Radney agreed to take the case. Fortunately for the reverend, the woman next door proved him with an alibi, and he was found not guilty. From a portion of his late wife's insurance policy Maxwell paid Radney's fees. Later, he married the woman next door.
"A year or so passed," said Radney, "and then the new wife showed up dead."
Again, Maxwell asked Radney to defend him. During the trial, the jury was persuaded that there was no evidence linking Maxwell to the murder. He was acquitted and paid Radney from his second wife's insurance policy.
The third time Maxwell was charged with murder was in connection with his brother, who was found dead by the side of a road. The district attorney argued that Maxwell, either by himself or with someone's help, had poured liquor down his brother's throat until he died of alcohol poisoning. But the jury wasn't convinced and returned another verdict of not guilty. Maxwell was his brother's beneficiary and had another lump sum due him. The Alexander City Police Department began referring to Radney's law offices as the "Maxwell Building."
The fourth death involved Maxwell's nephew, discovered dead behind the wheel of his car. Apparently, he had run into a tree. The following day, Radney, retained again as Maxwell's attorney, inspected the crash site. "Not even the largest trees were more than two inches around," he said. "It was obvious that hitting those little trees didn't kill the reverend's nephew. However, the state could not prove the cause of death.

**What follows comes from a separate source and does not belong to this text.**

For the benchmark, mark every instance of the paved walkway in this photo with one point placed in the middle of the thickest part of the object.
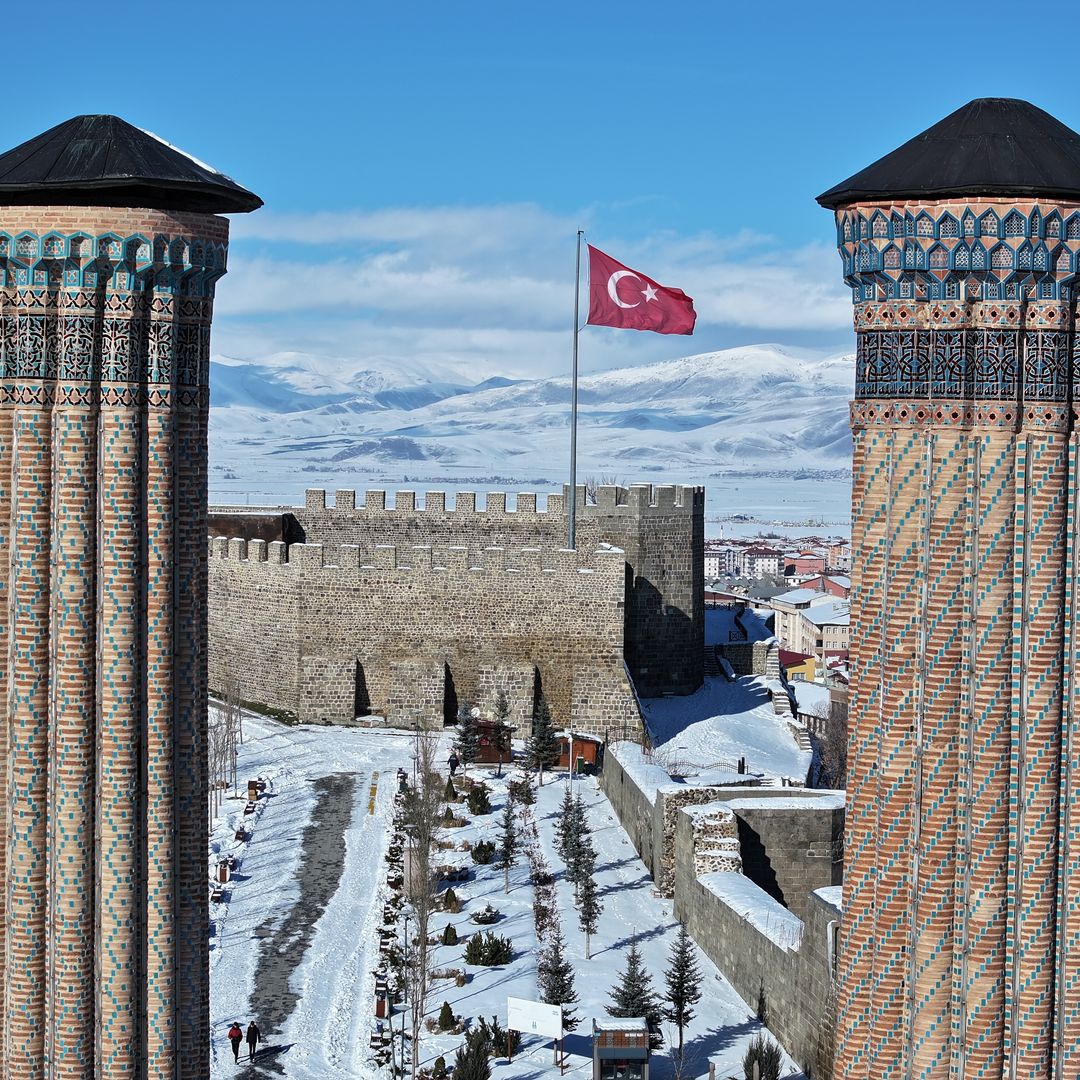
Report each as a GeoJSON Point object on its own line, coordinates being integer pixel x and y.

I remember having a pathologist on the witness stand. I asked him, 'C'mon, what did he die of?' And the reply was, 'Judge, I hate to tell you, but we don't know what he died of.'" Maxwell left the courtroom a free man and settled with Radney with proceeds from his nephew's insurance policy.
The fifth death touching the reverend appeared on the front page of the Alexander City Outlook on June 15, 1977. Police reported that Shirley Ellington, Maxwell's teenage niece, had been changing a flat tire when her car fell off the jack and killed her. After reading he news story, Radney decided, "I've had enough." When Maxwell showed up at his offices, his erstwhile attorney turned him down.
"Mr. Radney, you're not being fair to me," Maxwell protested, "I have done nothing wrong. You've got to defend me."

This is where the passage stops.